Application idempotence is a crucial consideration in distributed system design. Without additional considerations for idempotence, the same message may be consumed repeatedly when a business processing failure occurs, leading to unexpected business outcomes. To avoid the exception, message queue consumers should perform idempotent processing on messages based on unique keys in the business.

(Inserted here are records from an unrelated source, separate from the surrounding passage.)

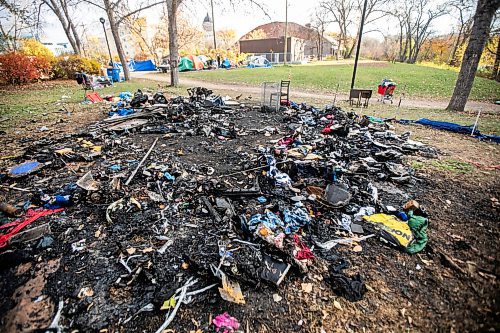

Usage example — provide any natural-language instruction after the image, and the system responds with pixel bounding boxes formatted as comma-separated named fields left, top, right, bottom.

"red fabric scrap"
left=278, top=137, right=294, bottom=146
left=292, top=235, right=315, bottom=260
left=321, top=126, right=332, bottom=135
left=0, top=208, right=63, bottom=248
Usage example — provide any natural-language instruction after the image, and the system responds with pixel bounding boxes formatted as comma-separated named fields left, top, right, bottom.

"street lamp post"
left=100, top=17, right=113, bottom=66
left=350, top=0, right=368, bottom=89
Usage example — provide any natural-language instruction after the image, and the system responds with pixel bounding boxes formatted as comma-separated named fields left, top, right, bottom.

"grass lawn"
left=0, top=79, right=183, bottom=126
left=181, top=61, right=500, bottom=101
left=0, top=79, right=498, bottom=136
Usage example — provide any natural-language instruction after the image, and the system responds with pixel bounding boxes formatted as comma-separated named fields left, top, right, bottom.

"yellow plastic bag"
left=363, top=213, right=413, bottom=248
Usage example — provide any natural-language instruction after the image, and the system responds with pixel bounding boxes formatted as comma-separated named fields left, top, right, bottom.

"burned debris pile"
left=0, top=88, right=437, bottom=332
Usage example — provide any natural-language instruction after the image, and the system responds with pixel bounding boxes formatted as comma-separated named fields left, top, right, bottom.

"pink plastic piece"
left=213, top=312, right=240, bottom=333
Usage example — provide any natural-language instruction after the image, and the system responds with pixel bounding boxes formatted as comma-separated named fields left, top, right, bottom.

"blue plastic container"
left=107, top=68, right=120, bottom=82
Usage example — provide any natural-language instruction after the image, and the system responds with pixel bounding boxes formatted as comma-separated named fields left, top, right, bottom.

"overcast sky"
left=41, top=0, right=455, bottom=43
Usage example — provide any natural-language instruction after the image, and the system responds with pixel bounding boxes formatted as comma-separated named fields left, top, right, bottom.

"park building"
left=239, top=22, right=338, bottom=63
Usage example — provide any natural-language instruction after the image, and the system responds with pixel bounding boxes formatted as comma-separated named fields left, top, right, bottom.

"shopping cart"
left=377, top=79, right=396, bottom=104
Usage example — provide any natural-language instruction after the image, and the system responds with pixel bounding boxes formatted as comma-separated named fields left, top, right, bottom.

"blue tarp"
left=402, top=118, right=500, bottom=143
left=112, top=59, right=156, bottom=73
left=130, top=59, right=156, bottom=71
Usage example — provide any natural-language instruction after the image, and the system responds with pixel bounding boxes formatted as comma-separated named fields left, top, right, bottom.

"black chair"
left=75, top=72, right=94, bottom=98
left=349, top=89, right=372, bottom=108
left=270, top=80, right=291, bottom=107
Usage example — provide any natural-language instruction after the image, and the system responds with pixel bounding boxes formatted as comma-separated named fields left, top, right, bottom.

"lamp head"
left=99, top=17, right=105, bottom=24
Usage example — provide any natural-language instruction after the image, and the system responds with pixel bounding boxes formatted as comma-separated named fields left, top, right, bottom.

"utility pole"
left=283, top=0, right=288, bottom=65
left=350, top=0, right=368, bottom=89
left=211, top=0, right=217, bottom=50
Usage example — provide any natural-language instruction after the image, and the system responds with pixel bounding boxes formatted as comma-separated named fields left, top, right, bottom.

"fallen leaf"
left=142, top=247, right=154, bottom=253
left=352, top=245, right=363, bottom=252
left=160, top=296, right=176, bottom=310
left=301, top=283, right=313, bottom=293
left=273, top=293, right=282, bottom=302
left=126, top=247, right=136, bottom=255
left=333, top=300, right=342, bottom=311
left=78, top=287, right=94, bottom=298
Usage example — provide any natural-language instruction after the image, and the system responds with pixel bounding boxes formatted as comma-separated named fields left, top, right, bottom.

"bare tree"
left=0, top=0, right=40, bottom=51
left=310, top=8, right=330, bottom=60
left=40, top=0, right=83, bottom=55
left=84, top=0, right=162, bottom=80
left=347, top=0, right=387, bottom=58
left=447, top=0, right=500, bottom=111
left=320, top=0, right=355, bottom=59
left=390, top=0, right=446, bottom=63
left=448, top=0, right=475, bottom=65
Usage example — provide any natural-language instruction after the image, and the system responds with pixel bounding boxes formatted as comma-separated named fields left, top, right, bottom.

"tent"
left=221, top=58, right=231, bottom=69
left=112, top=60, right=156, bottom=73
left=131, top=59, right=156, bottom=71
left=247, top=56, right=272, bottom=68
left=187, top=55, right=204, bottom=70
left=179, top=57, right=194, bottom=72
left=198, top=55, right=209, bottom=64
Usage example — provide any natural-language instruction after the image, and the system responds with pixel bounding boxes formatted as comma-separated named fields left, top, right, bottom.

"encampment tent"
left=179, top=57, right=194, bottom=72
left=221, top=58, right=231, bottom=69
left=187, top=55, right=204, bottom=70
left=131, top=59, right=156, bottom=71
left=247, top=56, right=272, bottom=68
left=112, top=59, right=157, bottom=73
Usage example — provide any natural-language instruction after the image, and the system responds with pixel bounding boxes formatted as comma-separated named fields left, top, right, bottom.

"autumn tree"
left=216, top=29, right=237, bottom=50
left=447, top=0, right=500, bottom=111
left=448, top=0, right=475, bottom=65
left=246, top=28, right=266, bottom=40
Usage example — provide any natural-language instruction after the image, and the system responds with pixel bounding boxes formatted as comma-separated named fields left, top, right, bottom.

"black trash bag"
left=328, top=271, right=367, bottom=302
left=130, top=89, right=148, bottom=107
left=153, top=92, right=168, bottom=104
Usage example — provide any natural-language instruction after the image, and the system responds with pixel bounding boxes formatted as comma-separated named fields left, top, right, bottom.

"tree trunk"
left=104, top=0, right=130, bottom=81
left=167, top=0, right=179, bottom=86
left=447, top=0, right=500, bottom=111
left=492, top=35, right=500, bottom=81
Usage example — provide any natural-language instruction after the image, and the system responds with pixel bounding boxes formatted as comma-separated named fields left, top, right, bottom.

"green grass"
left=0, top=79, right=183, bottom=126
left=431, top=159, right=474, bottom=173
left=181, top=62, right=500, bottom=101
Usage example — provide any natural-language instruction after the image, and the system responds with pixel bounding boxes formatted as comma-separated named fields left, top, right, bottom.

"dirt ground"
left=0, top=85, right=498, bottom=333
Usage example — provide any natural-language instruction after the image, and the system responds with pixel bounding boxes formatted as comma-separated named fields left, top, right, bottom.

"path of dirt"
left=131, top=71, right=500, bottom=113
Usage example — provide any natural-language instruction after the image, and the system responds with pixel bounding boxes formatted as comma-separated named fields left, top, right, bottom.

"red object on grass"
left=86, top=92, right=104, bottom=103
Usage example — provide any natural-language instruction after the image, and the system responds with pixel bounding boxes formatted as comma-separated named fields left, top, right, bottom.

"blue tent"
left=221, top=58, right=231, bottom=69
left=131, top=59, right=156, bottom=71
left=112, top=59, right=156, bottom=72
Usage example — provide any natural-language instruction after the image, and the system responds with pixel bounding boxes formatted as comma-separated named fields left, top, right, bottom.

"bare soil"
left=0, top=86, right=498, bottom=333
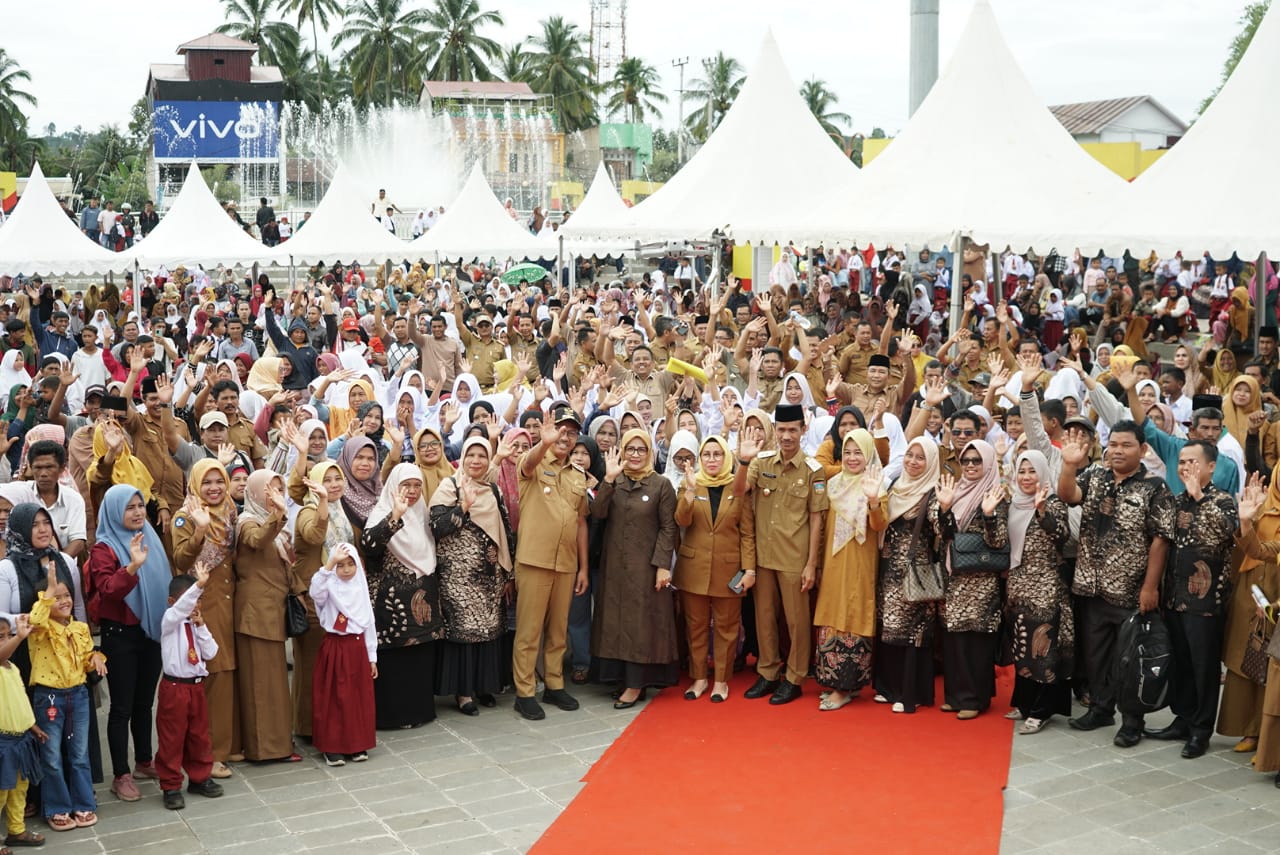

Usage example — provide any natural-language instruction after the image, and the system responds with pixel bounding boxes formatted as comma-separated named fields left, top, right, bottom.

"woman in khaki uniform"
left=172, top=458, right=240, bottom=777
left=673, top=435, right=754, bottom=703
left=234, top=471, right=301, bottom=762
left=291, top=460, right=351, bottom=739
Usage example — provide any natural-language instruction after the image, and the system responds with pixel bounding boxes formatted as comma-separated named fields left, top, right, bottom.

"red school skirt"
left=312, top=632, right=376, bottom=755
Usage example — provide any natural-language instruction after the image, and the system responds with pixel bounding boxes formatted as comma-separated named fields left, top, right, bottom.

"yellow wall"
left=620, top=179, right=662, bottom=203
left=552, top=181, right=585, bottom=208
left=860, top=137, right=1168, bottom=180
left=0, top=172, right=15, bottom=212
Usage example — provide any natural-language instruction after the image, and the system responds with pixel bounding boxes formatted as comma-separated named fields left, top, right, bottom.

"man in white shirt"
left=71, top=324, right=110, bottom=391
left=12, top=440, right=87, bottom=559
left=98, top=202, right=119, bottom=249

What Is Message Idempotence
Definition
When the result of consuming a message multiple times in a business is the same as consuming it once, and multiple consumptions of the same message do not have any adverse impact on the business system, the processing process of this consumer is considered idempotent.
Scenario Examples
For example, in the scenario of a bank payment system, when the consumer consumes a deduction message, the system deducts CNY 1 for the order. If the deduction message is consumed again due to reasons, such as unstable network but only one deduction is made, that is, only CNY 1 is deducted in the final business result, and only one deduction flow exists for the order in the user's deduction records, without multiple deductions, this deduction operation meets requirements, and the entire consumption process achieves idempotence.
Scenarios
Message Duplication Caused by Message Sending
After a producer sends a message, the server successfully receives and persists the message. If exceptions, such as network interruption or client restarts, occur at this point, causing the server to fail to respond to the client, the producer attempts to resend the message because it does not receive an acknowledgment message from the server. As a result, the consumer receives two messages with the same content but different message IDs.
Message Duplication Caused by Message Consumption
If a network exception occurs when a consumer returns an acknowledgment message for a consumed message after business processing, the consumer will consume the processed message when the consumer attempts to consume messages again. The consumer receives two messages with the same content and message ID.
Handling Solutions
Based on the preceding two scenarios, message duplication can result in the following two situations:
Messages with different message IDs may have the same content.
Different messages have the same message ID and content.
Therefore, it is not recommended that the message ID be used as the basis for idempotent processing. It is recommended that a unique business identifier be used as the basis for idempotent processing. For example, in a payment scenario, the order number can be used as the basis for idempotent processing. After a message is consumed, the business determines whether a message is processed based on the order number.
Sample Code
public static class Order {
public String orderId;
public String orderData;
}
Producers
Producer<Order> producer = client.newProducer(Schema.AVRO(Order.class)).create();
producer.newMessage().value(new Order("orderid-12345678", "orderData")).send();
Consumers
Consumer<Order> consumer = client.newConsumer(Schema.AVRO(Order.class)).subscribe();
Order order = consumer.receive().getValue();
String key = order.orderId;
After the unique business identifier orderId is obtained, message deduplication is performed based on it.
Common Deduplication Methods
Using a Database for Deduplication
For business-level idempotent operations, you can add a filtering database. For example, you can set a deduplication table, or you can perform deduplication using a unique index in the database.
For example, if you want to write an order log table in the database based on the order transfer messages, you can use the order ID and modification timestamp as a unique index constraint.
When a consumer consumes messages with the same content, the consumer attempts to write them to the order log table. Due to the unique index, except for the first entry, subsequent attempts will fail. This ensures idempotence at the business level, meaning that even if a message is consumed multiple times, it will not affect the final data result.
Setting a Globally Unique Message ID or Task ID
The call chain ID can also be applied here. When messages are produced, a unique ID is added to each message. After a message is consumed, a key is set in the cache as the unique ID, indicating that the data has been consumed. When the consumer consumes messages, it can determine whether a message has been processed based on this record.